Defending open debate is important for so many reasons. Here’s just one: There may come a day when you find yourself an outcast, not in the comforting throng of the majority, but a holder of the reviled minority view. Defending free discourse now is a plea for similar magnanimity in future. The students who attempt to silence those they disagree with are assuming that the whip-hand will always lie with them. This is arrogant and short-sighted. If you help to create a society in which people can be judged as ideological heretics, then there are no guarantees that the enforcers of ‘acceptable thought’ will not eventually come hunting for you.
In her statement on the freshers fair incident, the president of Oxford Students For Life did say that most of the stall’s interactions with freshers had been constructive:
‘Many students from all sides of the abortion debate have engaged positively with our stall over the Fair, and we’ve had a huge amount of compassionate and respectful conversations about these ethical issues’

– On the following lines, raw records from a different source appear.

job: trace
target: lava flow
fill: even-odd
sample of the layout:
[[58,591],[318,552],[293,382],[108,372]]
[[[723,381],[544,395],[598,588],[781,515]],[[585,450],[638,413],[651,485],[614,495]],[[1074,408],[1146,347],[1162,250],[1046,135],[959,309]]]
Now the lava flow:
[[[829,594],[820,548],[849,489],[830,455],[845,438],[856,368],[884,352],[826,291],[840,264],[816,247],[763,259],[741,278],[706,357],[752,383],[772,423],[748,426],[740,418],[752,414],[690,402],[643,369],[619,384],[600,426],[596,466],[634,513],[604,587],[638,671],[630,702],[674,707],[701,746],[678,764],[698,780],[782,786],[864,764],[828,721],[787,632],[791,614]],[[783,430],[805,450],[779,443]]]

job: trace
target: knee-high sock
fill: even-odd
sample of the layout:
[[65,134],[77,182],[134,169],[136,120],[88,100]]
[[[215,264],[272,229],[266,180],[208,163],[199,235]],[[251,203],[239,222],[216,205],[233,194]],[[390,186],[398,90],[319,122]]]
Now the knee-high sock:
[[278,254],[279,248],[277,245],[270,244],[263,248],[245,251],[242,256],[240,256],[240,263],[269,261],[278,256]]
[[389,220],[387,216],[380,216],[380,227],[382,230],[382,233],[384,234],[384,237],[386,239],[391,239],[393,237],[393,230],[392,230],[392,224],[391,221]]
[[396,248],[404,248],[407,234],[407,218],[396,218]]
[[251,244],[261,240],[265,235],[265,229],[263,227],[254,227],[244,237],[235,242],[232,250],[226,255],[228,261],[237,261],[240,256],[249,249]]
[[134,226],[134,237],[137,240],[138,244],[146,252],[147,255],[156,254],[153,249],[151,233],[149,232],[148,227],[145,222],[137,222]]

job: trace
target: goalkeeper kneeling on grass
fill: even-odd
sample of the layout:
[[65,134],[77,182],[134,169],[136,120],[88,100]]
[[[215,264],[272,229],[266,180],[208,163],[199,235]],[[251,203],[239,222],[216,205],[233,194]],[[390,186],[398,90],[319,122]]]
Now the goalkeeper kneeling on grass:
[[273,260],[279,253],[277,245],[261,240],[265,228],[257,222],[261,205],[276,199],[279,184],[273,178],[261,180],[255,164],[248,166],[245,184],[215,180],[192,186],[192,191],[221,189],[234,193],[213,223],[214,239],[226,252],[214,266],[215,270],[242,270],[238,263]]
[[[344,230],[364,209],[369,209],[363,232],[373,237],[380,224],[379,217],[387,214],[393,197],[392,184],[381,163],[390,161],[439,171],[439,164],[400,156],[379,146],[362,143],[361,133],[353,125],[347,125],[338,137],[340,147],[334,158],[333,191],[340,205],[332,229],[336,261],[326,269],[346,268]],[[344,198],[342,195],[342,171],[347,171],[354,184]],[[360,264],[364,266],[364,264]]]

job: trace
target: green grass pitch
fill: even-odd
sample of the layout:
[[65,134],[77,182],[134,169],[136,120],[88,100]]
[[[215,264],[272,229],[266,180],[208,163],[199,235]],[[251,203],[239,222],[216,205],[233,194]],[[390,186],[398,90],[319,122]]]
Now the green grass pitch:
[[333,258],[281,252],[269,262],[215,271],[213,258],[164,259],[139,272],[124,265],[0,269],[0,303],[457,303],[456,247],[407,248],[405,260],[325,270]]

This, at least, is encouraging. It should make reasonable people even more outraged that a small group thought they had the right to deny that chance for positive engagement to everyone else. Because this is exactly what the enemies of debate intend to do. It is not enough that they have their own right to speak – when it comes to the ‘wrong’ opinions – they want to make sure you don’t have the right to listen. Free expression is a two-sided coin. In its active sense, it grants the right to rebuke, espouse, argue and oppose. It is often forgotten that it also grants the listener the chance to hear, learn, empathise and understand.
A concerted effort needs to be made to lower the temperature of these campus disputes. Students should realise that the presence of people who hold alternative views does not, in fact, put them in physical danger. The line between cognitive dissonance and actual violence – so blurred by frenzied hyperbole – needs to be reasserted.

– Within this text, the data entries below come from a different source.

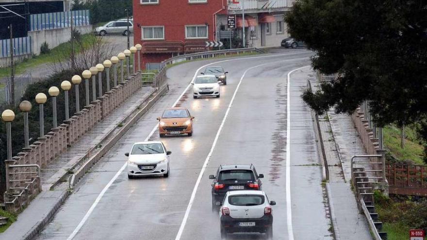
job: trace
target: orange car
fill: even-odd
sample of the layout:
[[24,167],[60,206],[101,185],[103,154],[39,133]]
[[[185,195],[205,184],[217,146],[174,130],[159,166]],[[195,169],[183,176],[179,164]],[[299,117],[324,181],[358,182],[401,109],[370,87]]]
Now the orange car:
[[185,108],[172,108],[164,110],[163,115],[158,117],[160,137],[166,134],[193,135],[193,119],[188,110]]

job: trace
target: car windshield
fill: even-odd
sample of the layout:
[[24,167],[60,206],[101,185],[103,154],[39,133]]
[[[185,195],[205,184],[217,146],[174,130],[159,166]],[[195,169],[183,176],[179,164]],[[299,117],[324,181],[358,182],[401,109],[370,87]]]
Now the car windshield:
[[163,147],[160,144],[136,144],[133,145],[131,154],[155,154],[163,153]]
[[253,173],[250,170],[224,170],[219,173],[220,181],[241,180],[253,181]]
[[236,195],[229,197],[229,203],[236,206],[254,206],[264,203],[262,195]]
[[173,118],[175,117],[188,117],[188,113],[184,109],[171,109],[166,110],[163,112],[163,118]]
[[199,77],[196,79],[194,83],[196,84],[215,83],[218,82],[216,78],[214,77]]
[[223,73],[224,70],[222,67],[208,67],[205,70],[205,73]]

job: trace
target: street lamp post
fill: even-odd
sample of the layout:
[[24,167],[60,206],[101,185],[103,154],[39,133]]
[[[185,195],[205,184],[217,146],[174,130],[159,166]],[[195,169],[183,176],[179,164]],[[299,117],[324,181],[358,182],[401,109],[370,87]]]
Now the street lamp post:
[[132,46],[129,50],[132,54],[132,73],[135,74],[135,53],[136,52],[136,48]]
[[113,86],[115,87],[117,86],[117,63],[118,63],[118,58],[115,56],[111,57],[110,59],[111,63],[113,64],[113,75],[114,75],[114,81]]
[[117,57],[118,58],[119,60],[120,61],[120,83],[123,83],[123,60],[125,60],[125,58],[126,57],[125,54],[123,52],[120,52],[117,55]]
[[85,70],[82,73],[82,76],[84,79],[84,90],[86,92],[86,106],[88,106],[90,105],[90,100],[89,99],[89,79],[92,76],[92,73],[91,73],[90,71]]
[[13,111],[7,109],[3,111],[1,118],[6,122],[6,135],[7,138],[7,160],[12,160],[12,131],[10,123],[15,119],[15,113]]
[[123,53],[125,54],[125,56],[126,56],[126,79],[129,79],[129,71],[130,71],[130,66],[129,64],[130,64],[130,56],[131,56],[131,50],[129,49],[125,49],[123,51]]
[[59,89],[56,87],[50,87],[48,91],[49,96],[52,97],[52,112],[53,114],[53,128],[58,128],[58,121],[56,120],[56,97],[59,95]]
[[35,102],[37,103],[39,105],[40,110],[40,137],[43,138],[45,135],[45,121],[44,119],[43,114],[43,104],[46,103],[48,97],[46,95],[40,93],[35,96]]
[[71,83],[66,80],[61,83],[61,88],[64,90],[65,96],[65,120],[70,119],[69,104],[68,103],[68,91],[71,89]]
[[104,65],[101,64],[98,64],[95,66],[98,71],[98,88],[99,92],[98,93],[98,96],[102,96],[102,71],[104,71]]
[[139,43],[136,45],[135,45],[135,47],[136,48],[136,54],[138,55],[138,71],[141,71],[141,48],[142,48],[142,46],[141,46],[141,44]]
[[89,70],[92,75],[92,100],[94,102],[97,100],[97,83],[95,78],[98,73],[98,70],[95,67],[90,67]]
[[31,111],[31,103],[24,100],[19,103],[19,110],[24,113],[24,143],[25,148],[30,146],[30,136],[28,131],[28,112]]
[[76,89],[76,112],[80,112],[80,97],[79,96],[79,84],[82,82],[82,78],[79,75],[74,75],[71,78],[71,82],[74,84]]
[[111,61],[107,59],[102,63],[102,64],[105,68],[105,75],[107,76],[107,92],[110,92],[110,67],[113,64]]

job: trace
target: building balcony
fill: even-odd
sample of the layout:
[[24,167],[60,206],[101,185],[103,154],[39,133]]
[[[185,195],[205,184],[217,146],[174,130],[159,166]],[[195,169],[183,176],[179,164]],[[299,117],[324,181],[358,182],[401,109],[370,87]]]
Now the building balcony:
[[288,11],[292,6],[294,0],[240,0],[239,3],[228,1],[230,13],[241,13],[243,6],[245,13],[263,13]]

The threat to free expression is now an endemic problem in UK universities. Student unions – including Oxford’s – are pathetically weak in defending the right to hold diverse views. Most university administrations remain feeble in their efforts to stand up to ideological intolerance.
In the meantime, the hounding of those who hold ‘unsafe’ opinions carries on. At Sussex University, the ‘Anti-TERF’ campaigners are celebrating the resignation of an eminent gay female philosopher. And they call it progress.